I have a Google alert for my book titles, so I usually know when I’ve had a review. I want to know what’s going on with my books.
Whenever I get a review, I hold my breath and read through with hope. Usually reviews make me smile. But when I get a negative review, I tell myself this is just one person and that everyone has different taste in books. Still…there have been a few times when reviews stung. When words hurt bad enough to make me cry, I give myself permission to wallow in misery for a day or two. Then I shake it off and get back to work on the next book.

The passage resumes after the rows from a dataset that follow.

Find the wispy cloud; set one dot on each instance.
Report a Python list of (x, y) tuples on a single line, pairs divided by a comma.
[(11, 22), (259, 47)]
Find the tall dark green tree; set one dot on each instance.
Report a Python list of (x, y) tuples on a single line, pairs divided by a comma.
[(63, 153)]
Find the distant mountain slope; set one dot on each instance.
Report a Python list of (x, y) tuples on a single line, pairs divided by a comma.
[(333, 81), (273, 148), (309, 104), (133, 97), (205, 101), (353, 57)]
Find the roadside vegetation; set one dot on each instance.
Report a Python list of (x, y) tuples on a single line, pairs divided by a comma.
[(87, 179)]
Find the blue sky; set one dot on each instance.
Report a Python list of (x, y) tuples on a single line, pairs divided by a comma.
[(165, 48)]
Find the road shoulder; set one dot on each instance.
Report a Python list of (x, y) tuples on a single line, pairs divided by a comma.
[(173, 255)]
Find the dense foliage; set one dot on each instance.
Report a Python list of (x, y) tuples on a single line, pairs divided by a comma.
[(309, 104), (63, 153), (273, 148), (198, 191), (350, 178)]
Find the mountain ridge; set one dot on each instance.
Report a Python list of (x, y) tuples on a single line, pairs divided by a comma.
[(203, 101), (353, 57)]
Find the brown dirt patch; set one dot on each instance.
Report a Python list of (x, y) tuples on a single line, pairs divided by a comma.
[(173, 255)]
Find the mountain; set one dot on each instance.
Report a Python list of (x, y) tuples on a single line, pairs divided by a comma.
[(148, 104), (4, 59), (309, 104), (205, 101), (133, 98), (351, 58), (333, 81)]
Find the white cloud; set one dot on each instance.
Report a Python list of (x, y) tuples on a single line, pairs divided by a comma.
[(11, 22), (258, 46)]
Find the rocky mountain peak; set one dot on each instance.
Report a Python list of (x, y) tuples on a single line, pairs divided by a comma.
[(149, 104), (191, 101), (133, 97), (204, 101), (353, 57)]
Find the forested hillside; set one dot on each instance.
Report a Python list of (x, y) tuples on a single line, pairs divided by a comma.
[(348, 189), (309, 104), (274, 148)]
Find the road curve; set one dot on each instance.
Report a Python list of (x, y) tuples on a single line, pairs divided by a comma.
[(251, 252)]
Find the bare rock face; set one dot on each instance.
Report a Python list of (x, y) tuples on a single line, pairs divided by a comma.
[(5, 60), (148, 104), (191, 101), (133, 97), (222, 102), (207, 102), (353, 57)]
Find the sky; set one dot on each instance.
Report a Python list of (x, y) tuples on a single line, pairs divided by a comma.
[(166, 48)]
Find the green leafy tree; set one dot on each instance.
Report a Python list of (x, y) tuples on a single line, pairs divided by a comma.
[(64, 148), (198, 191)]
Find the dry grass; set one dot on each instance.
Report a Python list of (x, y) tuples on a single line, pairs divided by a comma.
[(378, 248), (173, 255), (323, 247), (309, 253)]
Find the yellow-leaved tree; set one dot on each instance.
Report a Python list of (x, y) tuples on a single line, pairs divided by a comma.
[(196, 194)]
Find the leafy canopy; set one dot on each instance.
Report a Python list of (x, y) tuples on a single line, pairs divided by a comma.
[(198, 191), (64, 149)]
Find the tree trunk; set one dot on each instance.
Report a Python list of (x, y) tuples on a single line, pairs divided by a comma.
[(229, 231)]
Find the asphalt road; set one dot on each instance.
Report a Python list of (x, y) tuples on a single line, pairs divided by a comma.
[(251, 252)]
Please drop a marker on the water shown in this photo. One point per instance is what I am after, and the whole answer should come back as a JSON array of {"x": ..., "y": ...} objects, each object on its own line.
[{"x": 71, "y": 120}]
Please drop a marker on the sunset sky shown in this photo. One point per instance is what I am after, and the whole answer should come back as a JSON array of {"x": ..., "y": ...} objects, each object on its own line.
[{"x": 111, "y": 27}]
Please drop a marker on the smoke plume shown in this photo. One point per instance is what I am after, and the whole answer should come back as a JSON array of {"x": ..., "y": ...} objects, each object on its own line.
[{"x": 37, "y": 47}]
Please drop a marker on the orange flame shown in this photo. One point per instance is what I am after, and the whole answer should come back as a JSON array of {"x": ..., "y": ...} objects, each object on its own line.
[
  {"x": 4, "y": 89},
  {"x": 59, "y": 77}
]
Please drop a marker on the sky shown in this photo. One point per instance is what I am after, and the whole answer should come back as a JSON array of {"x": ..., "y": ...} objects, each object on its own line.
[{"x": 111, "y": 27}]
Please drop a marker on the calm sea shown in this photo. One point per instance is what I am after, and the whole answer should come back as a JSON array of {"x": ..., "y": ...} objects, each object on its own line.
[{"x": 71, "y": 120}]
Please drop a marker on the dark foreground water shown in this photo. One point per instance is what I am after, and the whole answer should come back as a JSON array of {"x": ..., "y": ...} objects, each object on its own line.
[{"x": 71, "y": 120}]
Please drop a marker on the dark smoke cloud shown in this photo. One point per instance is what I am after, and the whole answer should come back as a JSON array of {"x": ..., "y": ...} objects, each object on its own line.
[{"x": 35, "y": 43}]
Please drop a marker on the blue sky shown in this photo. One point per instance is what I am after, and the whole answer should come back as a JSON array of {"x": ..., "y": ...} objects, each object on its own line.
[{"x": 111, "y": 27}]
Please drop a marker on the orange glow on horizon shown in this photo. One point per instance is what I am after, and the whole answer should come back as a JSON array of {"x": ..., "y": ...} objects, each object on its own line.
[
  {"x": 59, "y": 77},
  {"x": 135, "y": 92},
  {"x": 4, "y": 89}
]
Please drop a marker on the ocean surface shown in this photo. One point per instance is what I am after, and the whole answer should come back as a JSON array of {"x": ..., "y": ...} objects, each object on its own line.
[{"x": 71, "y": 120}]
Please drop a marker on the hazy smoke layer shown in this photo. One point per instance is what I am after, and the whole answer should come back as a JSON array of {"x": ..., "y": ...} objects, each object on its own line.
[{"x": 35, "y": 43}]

Fortunately most reviews — more often from bloggers these days – — say wonderful things that make me feel great. The reviews I value most by reviewers who enjoyed reading my books as much as I enjoyed creating them. For instance, a review from SLJ for DEAD GIRL WALKING (2008) was a favorite because the reviewer contacted me after writing the review to say how much she enjoyed my book. That meant a lot to me, and I was very glad for the opportunity to thank her via email.
I absolutely read all my reviews, and I weigh them both (though I probably shouldn’t) the same. The good ones I squeal over and post on Twitter, Facebook, my blog and my website. The bad ones are a little more complicated.
First, I must read the review no less than ten times to make sure I’ve remembered the crushing words by heart so I can use them against myself later when I’m having a pity party over some other book-related issue.
(Example: “I can’t believe my library won’t carry ‘Kittens in the Meat Grinder’! But then again, The New York Times did call it ‘A tragic tale.’”)
Second, I subject the words of the review to my own interpretation, followed by looking up any of the negative words in the dictionary, just to make sure there isn’t some other interpretation of “makes me want to end literacy”.
Third, I send the review to my critique partner, my mentor, my friends in the writing community and ask them what THEY all think. When they’re able to see the positive bits that I didn’t, I relax a little and pull the good snippets out for a blurb.
Note: I’ve never gotten these particular negative reviews. I’ve also never written a book called “Kittens in the Meat Grinder”. Hamsters work MUCH better.